墜落制止用器具の安全な使用に関するガイドライン

(平成30年6月22日付け基発0622第2号)


第1 趣旨

高さ2メートル以上の箇所で作業を行う場合には、作業床を設け、その作業床の端や開口部等には囲い、手すり、覆い等を設けて墜落自体を防止することが原則であるが、こうした措置が困難なときは、労働者に安全帯を使用させる等の措置を講ずることが事業者に義務付けられている。

今般、墜落による労働災害の防止を図るため、平成30年6月8日に労働安全衛生法施行令(昭和47年政令第318号。以下「安衛令」という。)第13条第3項第28号の「安全帯(墜落による危険を防止するためのものに限る。)」を「墜落制止用器具」と改めた上で、平成30年6月19日に労働安全衛生規則(昭和47年労働省令第32号。以下「安衛則」という。)等及び安全衛生特別教育規程(昭和47年労働省告示第92号)における墜落·転落による労働災害を防止するための措置及び特別教育の追加について所要の改正が行われ、平成31年2月1日から施行される。

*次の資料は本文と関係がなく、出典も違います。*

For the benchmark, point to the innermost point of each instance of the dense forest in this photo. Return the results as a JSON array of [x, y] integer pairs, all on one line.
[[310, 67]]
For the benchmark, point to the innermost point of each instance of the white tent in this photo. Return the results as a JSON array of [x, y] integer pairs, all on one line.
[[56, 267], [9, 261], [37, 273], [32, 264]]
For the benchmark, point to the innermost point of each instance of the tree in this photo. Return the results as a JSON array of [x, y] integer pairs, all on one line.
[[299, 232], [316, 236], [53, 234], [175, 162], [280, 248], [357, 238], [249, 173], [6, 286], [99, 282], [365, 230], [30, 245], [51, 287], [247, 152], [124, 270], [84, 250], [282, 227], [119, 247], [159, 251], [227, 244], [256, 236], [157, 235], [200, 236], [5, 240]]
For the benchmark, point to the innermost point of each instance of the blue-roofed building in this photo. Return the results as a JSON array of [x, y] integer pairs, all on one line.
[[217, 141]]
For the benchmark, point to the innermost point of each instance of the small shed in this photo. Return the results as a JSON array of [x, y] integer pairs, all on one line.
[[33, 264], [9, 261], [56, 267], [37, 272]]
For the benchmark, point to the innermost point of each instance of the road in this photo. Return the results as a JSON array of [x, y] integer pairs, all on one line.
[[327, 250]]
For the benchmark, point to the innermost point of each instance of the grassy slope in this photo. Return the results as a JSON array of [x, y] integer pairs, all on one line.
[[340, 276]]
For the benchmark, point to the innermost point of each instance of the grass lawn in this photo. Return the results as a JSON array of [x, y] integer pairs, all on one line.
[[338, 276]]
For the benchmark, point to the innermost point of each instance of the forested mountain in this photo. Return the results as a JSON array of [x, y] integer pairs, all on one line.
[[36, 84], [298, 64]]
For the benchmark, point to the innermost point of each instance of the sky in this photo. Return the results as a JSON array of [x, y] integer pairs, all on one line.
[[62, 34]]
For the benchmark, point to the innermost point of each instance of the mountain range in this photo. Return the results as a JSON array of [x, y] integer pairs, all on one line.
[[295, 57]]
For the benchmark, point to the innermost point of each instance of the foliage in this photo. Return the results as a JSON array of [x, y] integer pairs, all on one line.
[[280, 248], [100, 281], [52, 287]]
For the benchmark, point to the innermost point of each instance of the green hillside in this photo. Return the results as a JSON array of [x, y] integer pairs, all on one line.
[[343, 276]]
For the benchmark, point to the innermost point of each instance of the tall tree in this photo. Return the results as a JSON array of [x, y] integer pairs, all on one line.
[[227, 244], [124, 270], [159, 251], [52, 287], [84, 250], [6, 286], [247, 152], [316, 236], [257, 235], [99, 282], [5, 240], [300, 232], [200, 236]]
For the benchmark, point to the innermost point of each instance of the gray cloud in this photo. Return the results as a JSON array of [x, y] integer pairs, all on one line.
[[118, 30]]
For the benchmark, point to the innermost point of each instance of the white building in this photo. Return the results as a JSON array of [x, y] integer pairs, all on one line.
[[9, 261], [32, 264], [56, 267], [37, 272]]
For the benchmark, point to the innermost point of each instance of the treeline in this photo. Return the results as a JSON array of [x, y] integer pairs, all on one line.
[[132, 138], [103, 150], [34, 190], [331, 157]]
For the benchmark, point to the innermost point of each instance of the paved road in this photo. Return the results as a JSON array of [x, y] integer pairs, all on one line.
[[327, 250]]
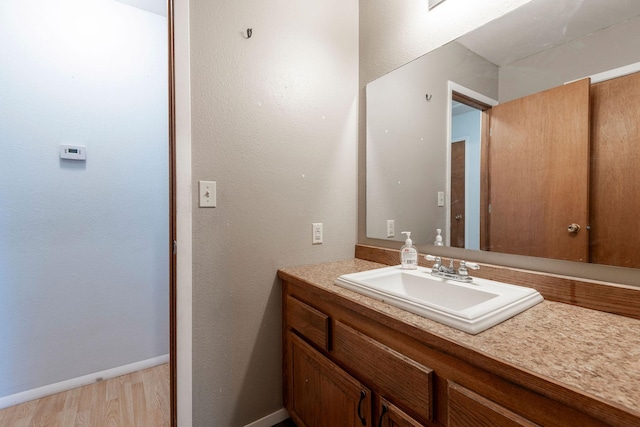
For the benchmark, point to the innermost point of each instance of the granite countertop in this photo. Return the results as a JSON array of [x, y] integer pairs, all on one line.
[[593, 351]]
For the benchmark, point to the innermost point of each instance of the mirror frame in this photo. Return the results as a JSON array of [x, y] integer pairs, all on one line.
[[369, 71]]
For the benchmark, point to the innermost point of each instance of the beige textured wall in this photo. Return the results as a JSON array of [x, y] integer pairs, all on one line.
[[274, 123]]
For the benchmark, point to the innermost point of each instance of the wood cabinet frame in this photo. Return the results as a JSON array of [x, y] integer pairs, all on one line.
[[532, 397]]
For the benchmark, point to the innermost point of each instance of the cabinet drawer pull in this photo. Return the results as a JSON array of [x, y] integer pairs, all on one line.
[[363, 420], [384, 411]]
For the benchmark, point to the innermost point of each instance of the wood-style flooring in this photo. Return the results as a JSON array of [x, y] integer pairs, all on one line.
[[140, 399]]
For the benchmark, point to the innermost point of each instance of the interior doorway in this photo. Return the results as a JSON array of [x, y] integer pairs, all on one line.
[[465, 179], [81, 102]]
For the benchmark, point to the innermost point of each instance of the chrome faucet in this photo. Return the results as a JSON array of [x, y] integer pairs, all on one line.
[[461, 275]]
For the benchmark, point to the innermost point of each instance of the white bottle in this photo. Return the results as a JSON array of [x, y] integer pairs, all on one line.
[[408, 254], [438, 241]]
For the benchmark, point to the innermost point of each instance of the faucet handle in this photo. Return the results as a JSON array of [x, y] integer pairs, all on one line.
[[471, 265], [462, 271], [437, 261]]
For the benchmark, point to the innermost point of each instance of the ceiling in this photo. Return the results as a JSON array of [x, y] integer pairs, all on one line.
[[543, 24], [158, 7]]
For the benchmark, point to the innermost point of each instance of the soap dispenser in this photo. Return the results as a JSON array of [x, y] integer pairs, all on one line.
[[408, 254], [438, 241]]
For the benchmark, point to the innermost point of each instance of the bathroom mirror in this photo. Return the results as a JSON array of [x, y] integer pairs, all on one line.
[[410, 112]]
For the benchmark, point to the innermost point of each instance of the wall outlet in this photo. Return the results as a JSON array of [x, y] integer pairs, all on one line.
[[391, 228], [316, 238]]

本ガイドラインはこれらの改正された安衛令等と相まって、墜落制止用器具の適切な使用による一層の安全対策の推進を図るため、改正安衛令等に規定された事項のほか、事業者が実施すべき事項、並びに労働安全衛生法(昭和47年法律第57号。以下「安衛法」という。)及び関係法令において規定されている事項のうち、重要なものを一体的に示すことを目的とし、制定したものである。 事業者は、本ガイドラインに記載された事項を的確に実施することに加え、より現場の実態に即した安全対策を講ずるよう努めるものとする。


第2 適用範囲

本ガイドラインは、安衛令第13条第3項第28号に規定される墜落制止用器具を使用して行う作業について適用する。


第3 用語

1 墜落制止用器具を構成する部品等

(1)フルハーネス型墜落制止用器具 墜落を制止する際に身体の荷重を 肩、腰部及び腿等複数箇所において支持する構造の部品で構成される 墜落制止用器具をいう。

(2)胴ベルト型墜落制止用器具 身体の腰部に着用する帯状の部品で構成される墜落制止用器具をいう。

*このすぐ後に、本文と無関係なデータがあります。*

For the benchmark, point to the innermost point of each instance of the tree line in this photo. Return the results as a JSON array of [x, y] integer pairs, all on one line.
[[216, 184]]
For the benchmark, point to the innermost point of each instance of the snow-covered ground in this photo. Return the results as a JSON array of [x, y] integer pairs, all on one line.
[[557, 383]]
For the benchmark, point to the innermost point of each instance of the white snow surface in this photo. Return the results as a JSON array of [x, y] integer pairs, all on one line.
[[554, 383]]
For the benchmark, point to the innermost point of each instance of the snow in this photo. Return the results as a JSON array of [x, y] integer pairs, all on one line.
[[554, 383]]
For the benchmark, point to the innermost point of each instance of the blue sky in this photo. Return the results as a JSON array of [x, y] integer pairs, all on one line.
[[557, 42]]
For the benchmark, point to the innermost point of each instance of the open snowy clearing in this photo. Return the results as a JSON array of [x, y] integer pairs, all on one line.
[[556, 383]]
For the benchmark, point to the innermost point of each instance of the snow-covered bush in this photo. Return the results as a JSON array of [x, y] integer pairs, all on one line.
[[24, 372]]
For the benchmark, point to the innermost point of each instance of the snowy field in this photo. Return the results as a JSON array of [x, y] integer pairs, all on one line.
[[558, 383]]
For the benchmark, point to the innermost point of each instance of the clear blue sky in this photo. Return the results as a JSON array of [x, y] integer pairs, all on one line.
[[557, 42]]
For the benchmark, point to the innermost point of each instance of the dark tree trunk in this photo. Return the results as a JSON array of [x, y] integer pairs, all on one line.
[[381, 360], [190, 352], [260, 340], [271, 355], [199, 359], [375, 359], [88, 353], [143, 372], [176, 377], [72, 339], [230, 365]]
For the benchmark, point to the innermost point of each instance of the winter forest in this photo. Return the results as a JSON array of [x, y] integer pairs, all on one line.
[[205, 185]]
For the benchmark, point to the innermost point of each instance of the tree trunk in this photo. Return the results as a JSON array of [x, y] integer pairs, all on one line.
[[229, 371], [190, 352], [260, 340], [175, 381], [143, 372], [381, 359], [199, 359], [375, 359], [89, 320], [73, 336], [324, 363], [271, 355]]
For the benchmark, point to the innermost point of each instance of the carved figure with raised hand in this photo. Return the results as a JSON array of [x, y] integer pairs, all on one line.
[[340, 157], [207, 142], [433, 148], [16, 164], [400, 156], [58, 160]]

(3)ランヤードフルハーネス又は胴ベルトと親綱その他の取付設備(墜落制止用器具を安全に取り付けるための設備をいう。)等とを接続するためのロープ又はストラップ(以下「ランヤードのロープ等」という。) 及びコネクタ等からなる器具をいう。ショックアブソーバ又は巻取り器を接続する場合は、当該ショックアブソーバ等を含む。

(4)コネクタフルハーネス、胴ベルト、ランヤード又は取付設備等を相互に接続するための器具をいう。

(5)フックコネクタの一種であり、ランヤードの構成部品の一つ。ランヤードを取付設備又は胴ベルト若しくはフルハーネスに接続された環に接続するためのかぎ形の器具をいう。

(6)カラビナコネクタの一種であり、ランヤードの構成部品の一つ。ランヤードを取付設備又は胴ベルト若しくはフルハーネスに接続された環に接続するための環状の器具をいう。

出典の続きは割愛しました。